That’s exactly how it is. I don’t know how it works.

But after you have lived in Prague for a number of years, you get this feeling that, no matter what comes at you, you will always make it.

It is like an aura surrounding you (I don’t know how else to describe it). And you know you will always be able to face any audience or any vicious committee meeting because of this certainty that has come down to you.

Does it happen by osmosis? Do you get it by walking through the streets of the Old Town at night as I loved to do?

I don’t know but I was certainly thrilled to hear Obama call Prague the “golden city which is both ancient and youthful and stands as a living monument to an unconquerable spirit”.

 
 
Leaving my “Comfort Zone”
December 3rd, 2008

images3.jpg

I was never sure of the meaning of the expression “comfort zone”.

Having lived abroad for most of my life, it is a concept I never liked to dwell much upon.

But last week, I heard a great definition.

Someone was saying that, if you leave home to go and live in another country, you don’t leave your comfort zone, you enlarge it.

I love it!

So, I began thinking about my “comfort zone” and all the factors that, over the years, have made me realise just how much I have enlarged it.

Here are some:

• Having different homes. One where I grew up (Italy), one where I live (London) and one where my spirit feels most comfortable (Prague).

• A large extended family made up of all my friends in London and other parts of the world. Being with them always gives me a sense of home.

• The dizziness I feel when walking through London. I have finally accepted it! It is like a dance. The dizzier you feel, the closer you come to feeling at home in this never-ending city.

• My love-hate relationship with airports and planes. I hate airline food…. but I love being on a plane at night over the ocean… It is like being looked after by a giant cosmic force.

Photo: thanks to experiencefestival.com

 
 
Lured by the Moscow Metro
October 30th, 2008

Every time I enter the Moscow metro something tells me I’m home.

Fascinating… the kind of messages our mind broadcasts. It must be the fact that Prague has the same kind of subway.

Red Square

I was in the Russian capital on Tuesday and, to my great delight, the moment I entered the metro, my system started telling me “You’re home, Silvia. We are taking care of you. The trains and stations must be familiar to you.”

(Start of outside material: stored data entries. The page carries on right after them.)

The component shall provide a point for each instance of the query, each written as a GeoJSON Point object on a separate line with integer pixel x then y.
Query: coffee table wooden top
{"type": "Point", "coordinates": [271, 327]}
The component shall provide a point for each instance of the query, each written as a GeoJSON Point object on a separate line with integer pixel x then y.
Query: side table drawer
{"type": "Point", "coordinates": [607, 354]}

So, I could switch off and dedicate myself to my favourite occupation while I travel: deciphering people’s thoughts.

I stood there looking at the faces of the passengers on the train imagining their hopes and tribulations.

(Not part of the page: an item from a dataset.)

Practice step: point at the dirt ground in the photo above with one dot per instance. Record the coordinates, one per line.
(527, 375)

It was my third time in Moscow. I love the food and I love the warmth of the people.

IABC Moscow

I was delighted to visit the board of IABC Russia. It is a great team. They are organising a great conference in February on communication practices in the BRIC countries.

I took the metro back at night and… the feeling was there again: the lure of the Moscow metro.

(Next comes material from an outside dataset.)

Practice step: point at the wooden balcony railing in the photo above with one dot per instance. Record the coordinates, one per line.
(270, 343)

Photos: thanks to Elena Vasiltsova

 
 
My “Little Mother with Claws”
April 17th, 2008

I went home last weekend. To Prague that is, the home of my spirit.

Prague is the place where my spirit can roam free …tourists allowing.

I could not believe the masses of tourists on the Charles Bridge…and this in April.

So, I decided to wait until after midnight for my usual walk. No people in sight, just a half moon in the sky and the glorious might of the Prague Castle in the distance.

I began walking on the bridge and… it was like entering a cosmic cathedral. The beauty of the city is so overwhelming that I felt like a visitor from another planet discovering the shapes of a primordial world.

The statues on the Charles Bridge, dark and austere, blended into the night sky. They take my breath away. They look like silent mementos.

When I walk through Prague, the streets speak to me. I tune into the aura of the city. I observe the details on the facades of the Art Deco buildings and empty my mind. After a couple of minutes I have become part of Prague.

I am so good at it that every time I do this …a local comes up to me and asks for directions….

Like on Sunday morning, when I was waiting for the underground at Mustek station. I was a little bored so I did my tune-into-the-spirit-of-Prague exercise.

Less than five minutes later, a guy came up to me and asked in Czech how to get to Cerny Most. I remembered that it was at the end of the B line so I told him. I don’t look Czech and I definitely sound like a foreigner when I speak Czech, but that man was absolutely certain I could help him…

Mysteries of Prague…

kafka_1

Frank Kafka wrote in a letter to a friend in 1902: “Prague doesn’t let go of you. It doesn’t let go of us two. This little mother with claws. You have to adjust to it or else…You would have to set it on fire in two places, Vysehrad and Hradcani and this would set you free….”

I don’t want Prague to let go of me and… it never will.